Earlier this year, the Michigan Public Service Commission indicated the state will be facing a need for new generation capacity by 2009. The directive issued today will ensure that the state has the tools necessary to meet future demand in a way that is reliable, clean, and cost-effective.
Executive Directive 2006-2 asks for recommendations to ensure the state can both reliably meet its growing energy needs and keep electric rates competitive. The plan, when complete, will encourage the use of new technologies to improve energy efficiency, cleanliness, and distribution and will explore ways to continue the growth of the alternative energy industry here in Michigan.
“Michigan has the capability to become America’s alternative energy development epicenter, and that offers a tremendous opportunity to diversify our economy and provide high-tech, high-wage, 21st century jobs to our residents,” Granholm said. “It is our duty to find a way to increase Michigan’s energy independence, and in the process, develop affordable, efficient, safe, and environmentally friendly electric sources powered by Michigan’s businesses, Michigan innovation, and Michigan workers.”
The plan will encourage the state to seek alternative and renewable sources of energy as alternatives to traditional electricity generation.
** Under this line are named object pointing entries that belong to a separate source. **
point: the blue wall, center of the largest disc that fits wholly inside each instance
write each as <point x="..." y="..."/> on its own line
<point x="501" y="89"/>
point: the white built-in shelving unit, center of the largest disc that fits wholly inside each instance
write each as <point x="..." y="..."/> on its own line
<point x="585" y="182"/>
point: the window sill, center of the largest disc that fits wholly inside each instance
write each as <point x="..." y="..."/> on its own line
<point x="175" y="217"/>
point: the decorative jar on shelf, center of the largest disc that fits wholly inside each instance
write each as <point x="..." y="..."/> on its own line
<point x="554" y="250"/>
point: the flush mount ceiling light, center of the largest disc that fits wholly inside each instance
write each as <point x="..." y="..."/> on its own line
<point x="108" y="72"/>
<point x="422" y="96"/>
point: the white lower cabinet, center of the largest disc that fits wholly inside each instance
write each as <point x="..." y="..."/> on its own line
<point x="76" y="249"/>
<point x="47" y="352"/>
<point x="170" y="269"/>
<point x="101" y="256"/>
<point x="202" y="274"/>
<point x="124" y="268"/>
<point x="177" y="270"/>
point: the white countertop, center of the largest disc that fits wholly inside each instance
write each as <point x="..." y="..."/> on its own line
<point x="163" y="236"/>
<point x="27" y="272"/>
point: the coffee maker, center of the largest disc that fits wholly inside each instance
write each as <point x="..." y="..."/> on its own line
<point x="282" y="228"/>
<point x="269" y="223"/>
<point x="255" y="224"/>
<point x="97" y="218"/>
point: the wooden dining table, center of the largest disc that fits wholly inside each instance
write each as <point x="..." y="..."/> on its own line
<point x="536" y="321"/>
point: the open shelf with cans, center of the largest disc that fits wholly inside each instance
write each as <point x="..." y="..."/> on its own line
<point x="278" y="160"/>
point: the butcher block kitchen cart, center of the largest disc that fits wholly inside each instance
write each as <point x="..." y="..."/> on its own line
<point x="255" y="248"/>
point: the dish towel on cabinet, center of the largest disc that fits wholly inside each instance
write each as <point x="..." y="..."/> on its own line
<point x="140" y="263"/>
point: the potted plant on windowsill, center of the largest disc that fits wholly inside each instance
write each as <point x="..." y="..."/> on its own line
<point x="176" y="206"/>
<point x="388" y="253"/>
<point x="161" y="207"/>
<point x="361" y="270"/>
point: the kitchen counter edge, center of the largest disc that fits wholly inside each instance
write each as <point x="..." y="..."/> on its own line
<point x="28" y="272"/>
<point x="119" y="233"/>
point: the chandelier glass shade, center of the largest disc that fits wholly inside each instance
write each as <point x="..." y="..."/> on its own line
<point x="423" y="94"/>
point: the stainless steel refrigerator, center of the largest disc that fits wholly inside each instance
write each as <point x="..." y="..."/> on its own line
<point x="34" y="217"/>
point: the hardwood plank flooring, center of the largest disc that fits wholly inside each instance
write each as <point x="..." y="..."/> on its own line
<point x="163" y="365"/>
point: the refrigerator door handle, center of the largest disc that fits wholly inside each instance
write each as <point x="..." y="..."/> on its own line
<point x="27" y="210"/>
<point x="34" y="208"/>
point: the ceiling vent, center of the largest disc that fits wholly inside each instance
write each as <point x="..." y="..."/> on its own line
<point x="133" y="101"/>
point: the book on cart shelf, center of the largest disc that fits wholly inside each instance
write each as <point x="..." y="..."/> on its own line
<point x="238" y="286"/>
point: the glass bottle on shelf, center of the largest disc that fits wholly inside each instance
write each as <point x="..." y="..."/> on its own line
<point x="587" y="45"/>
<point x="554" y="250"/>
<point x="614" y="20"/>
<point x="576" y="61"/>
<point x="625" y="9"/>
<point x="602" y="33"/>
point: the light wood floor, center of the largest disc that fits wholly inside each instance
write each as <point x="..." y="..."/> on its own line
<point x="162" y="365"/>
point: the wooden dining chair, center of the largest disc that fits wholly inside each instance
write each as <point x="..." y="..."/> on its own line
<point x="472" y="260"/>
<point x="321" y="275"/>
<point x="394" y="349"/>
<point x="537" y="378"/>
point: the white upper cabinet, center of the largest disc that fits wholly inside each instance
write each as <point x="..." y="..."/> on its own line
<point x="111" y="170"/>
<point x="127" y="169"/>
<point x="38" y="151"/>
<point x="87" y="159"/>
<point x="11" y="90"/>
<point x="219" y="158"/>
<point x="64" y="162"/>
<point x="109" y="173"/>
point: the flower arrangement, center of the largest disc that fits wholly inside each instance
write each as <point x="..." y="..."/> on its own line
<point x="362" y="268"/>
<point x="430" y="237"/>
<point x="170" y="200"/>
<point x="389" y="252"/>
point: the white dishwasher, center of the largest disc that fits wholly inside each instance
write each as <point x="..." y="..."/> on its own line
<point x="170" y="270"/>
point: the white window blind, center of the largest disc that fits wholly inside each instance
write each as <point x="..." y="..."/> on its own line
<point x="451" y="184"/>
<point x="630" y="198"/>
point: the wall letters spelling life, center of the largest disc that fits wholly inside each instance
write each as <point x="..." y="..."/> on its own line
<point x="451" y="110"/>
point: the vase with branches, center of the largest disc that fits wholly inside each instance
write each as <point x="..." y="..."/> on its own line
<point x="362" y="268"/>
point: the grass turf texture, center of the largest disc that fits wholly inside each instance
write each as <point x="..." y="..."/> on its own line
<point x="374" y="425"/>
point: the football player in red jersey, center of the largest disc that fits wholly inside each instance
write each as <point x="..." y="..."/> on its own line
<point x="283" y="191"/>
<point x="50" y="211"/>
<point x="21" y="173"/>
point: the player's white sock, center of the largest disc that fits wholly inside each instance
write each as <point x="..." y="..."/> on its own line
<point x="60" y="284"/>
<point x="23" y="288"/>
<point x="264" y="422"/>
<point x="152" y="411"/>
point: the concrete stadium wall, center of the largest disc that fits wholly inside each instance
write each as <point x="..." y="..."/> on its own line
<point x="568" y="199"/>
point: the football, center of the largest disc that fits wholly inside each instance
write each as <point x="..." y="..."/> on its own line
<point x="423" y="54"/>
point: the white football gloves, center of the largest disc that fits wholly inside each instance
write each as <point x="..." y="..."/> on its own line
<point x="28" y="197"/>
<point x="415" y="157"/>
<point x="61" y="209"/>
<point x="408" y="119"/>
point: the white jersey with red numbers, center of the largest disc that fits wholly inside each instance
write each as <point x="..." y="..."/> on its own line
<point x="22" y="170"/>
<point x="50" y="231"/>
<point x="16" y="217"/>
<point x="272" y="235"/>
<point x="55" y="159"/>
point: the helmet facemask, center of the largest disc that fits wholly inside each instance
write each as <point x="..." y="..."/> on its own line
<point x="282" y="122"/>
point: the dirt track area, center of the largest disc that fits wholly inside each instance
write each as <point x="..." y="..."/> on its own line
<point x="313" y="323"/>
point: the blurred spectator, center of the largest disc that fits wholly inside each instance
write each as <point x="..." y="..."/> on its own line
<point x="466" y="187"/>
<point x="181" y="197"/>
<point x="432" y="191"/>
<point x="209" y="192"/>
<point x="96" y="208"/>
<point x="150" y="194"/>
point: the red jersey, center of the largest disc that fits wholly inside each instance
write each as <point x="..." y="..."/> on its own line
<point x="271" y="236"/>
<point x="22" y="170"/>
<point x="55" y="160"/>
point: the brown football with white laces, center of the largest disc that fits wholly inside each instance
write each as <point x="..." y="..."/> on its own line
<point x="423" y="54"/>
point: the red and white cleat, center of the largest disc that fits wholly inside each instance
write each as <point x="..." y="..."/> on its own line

As part of the directive, the Governor has also asked Chairman Lark to establish a renewable energy portfolio for the state. The portfolio will encourage the production and use of alternative energy sources in Michigan by requiring that a certain percentage of the state’s energy supply come from renewable sources.
The plan will be developed by the chair of the Michigan Public Service Commission, working in cooperation with representatives from the public and private sectors, including the directors of the Michigan Department of Environmental Quality and other appropriate state departments.
The directive calls for specific recommendations on:
- meeting the state’s short and long-term electric needs for residential, industrial, commercial and governmental customers in way that that ensures a reliable, safe, clean and affordable supply;
- developing Michigan’s electronic infrastructure to further the state’s competitive business climate, grow jobs, and provide affordable rates for all customers;
- reducing reliance on fossil fuels through energy efficiency, alternative energy, and renewable energy technologies consistent with the goal of assuring reliable, safe, clean and affordable energy;
- protecting natural resources and the environment from pollution, physical or visual impairment, or destruction and future risks associated with fossil fuels;
- developing a renewable portfolio standard which will establish targets for the share of the state’s energy consumption that should come from renewable energy sources;
- identifying new technology options to generate, transmit, or distribute energy more cleanly or more efficiently;.
- fostering continued growth of alternative and renewable energy technologies within the state by ensuring development of the intellectual capital, financing, infrastructure, and other resources necessary for the growth of the industry; and,
- identifying any legislative or regulatory changes necessary to its implementation, together with any financial, funding, or incentive mechanisms needed to best position the state to meet the energy challenges of the future.
The report is due to the Governor by December 31, 2006.